Jesus spent those 40 days before his Ascension encouraging them and preparing them for their upcoming task.
Isn’t it the case that we’re more like the balloon than Jesus? Aren’t we prone to “drift away” from the Lord? To trail off into the immensity of the skies, never to return?
I’m always kind of frustrated when I hear Christians use the phrase “In Jesus’ time” — as if to lock Jesus into some far distant historical footnote. As if we have closed up the Lord’s tomb again and have forgotten he didn’t stay in there. But He’s alive. The Ascension of our Lord into Heaven reminds us that the definitive time for Jesus is now. In fact, it’s always been Jesus’ time, and it always will be. He has not abandoned His Church. He hasn’t floated away never to be seen again, leaving us to figure this religion thing out on our own. He came at a specific time in Israel’s history, but His time certainly hasn’t ended, in fact he is present in the way only God could be present to us — in our hearts, in our experiences, in the people we meet everyday. He is everywhere alive. Pope Benedict XVI says it beautifully: “First and foremost, the disciples bore witness to the fact that He is alive now, that he is Life itself, in whom we too come alive.”

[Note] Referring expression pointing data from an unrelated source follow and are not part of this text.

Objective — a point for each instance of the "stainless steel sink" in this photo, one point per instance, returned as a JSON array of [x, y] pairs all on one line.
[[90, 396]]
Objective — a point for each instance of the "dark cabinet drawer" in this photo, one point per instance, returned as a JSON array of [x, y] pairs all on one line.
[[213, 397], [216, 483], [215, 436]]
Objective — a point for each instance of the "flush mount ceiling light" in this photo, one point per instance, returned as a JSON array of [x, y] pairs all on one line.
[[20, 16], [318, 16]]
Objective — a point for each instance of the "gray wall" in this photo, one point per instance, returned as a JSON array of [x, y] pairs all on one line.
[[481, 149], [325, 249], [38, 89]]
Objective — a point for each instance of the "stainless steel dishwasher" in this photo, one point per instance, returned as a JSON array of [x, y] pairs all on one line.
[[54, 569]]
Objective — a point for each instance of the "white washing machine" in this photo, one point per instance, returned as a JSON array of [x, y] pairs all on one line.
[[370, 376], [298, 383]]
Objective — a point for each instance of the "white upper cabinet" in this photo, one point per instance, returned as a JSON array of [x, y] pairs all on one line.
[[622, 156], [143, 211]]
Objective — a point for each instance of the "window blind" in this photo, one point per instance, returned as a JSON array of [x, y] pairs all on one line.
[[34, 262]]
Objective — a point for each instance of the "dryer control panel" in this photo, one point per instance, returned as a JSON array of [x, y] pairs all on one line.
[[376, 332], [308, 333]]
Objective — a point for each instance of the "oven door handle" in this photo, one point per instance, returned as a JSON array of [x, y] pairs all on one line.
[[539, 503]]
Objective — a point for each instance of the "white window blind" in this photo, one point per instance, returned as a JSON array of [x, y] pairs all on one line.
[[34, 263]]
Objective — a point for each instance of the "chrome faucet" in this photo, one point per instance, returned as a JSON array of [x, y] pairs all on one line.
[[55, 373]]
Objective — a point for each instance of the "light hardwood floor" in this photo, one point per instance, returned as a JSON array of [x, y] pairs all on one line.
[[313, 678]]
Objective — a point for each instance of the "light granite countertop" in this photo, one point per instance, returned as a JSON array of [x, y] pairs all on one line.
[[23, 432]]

Over the past few weeks of the Easter Season, we’ve been reading amazing stories from the Acts of the Apostles — stories that reveal that Jesus does not idly sit at the right hand of the Father. Through the working of the Holy Spirit, He is still actively pursuing the Father’s will through the life of the Church. We can understand the Ascension, therefore, as enabling Jesus to be present in a deep and abiding way, even if it is hidden. We experience this most of all in the breaking of the bread — where Jesus is visible, and yet hidden. He is fully and truly present with us and for us, and yet under the appearance of bread and wine. In the Eucharist, let us remember that Jesus is interceding for us. It is Christ who accomplishes the celebration of the Mass. He has passed over into Heaven, and has ascended. He didn’t leave us. He isn’t gone. He’s here. And he’s just as alive as ever.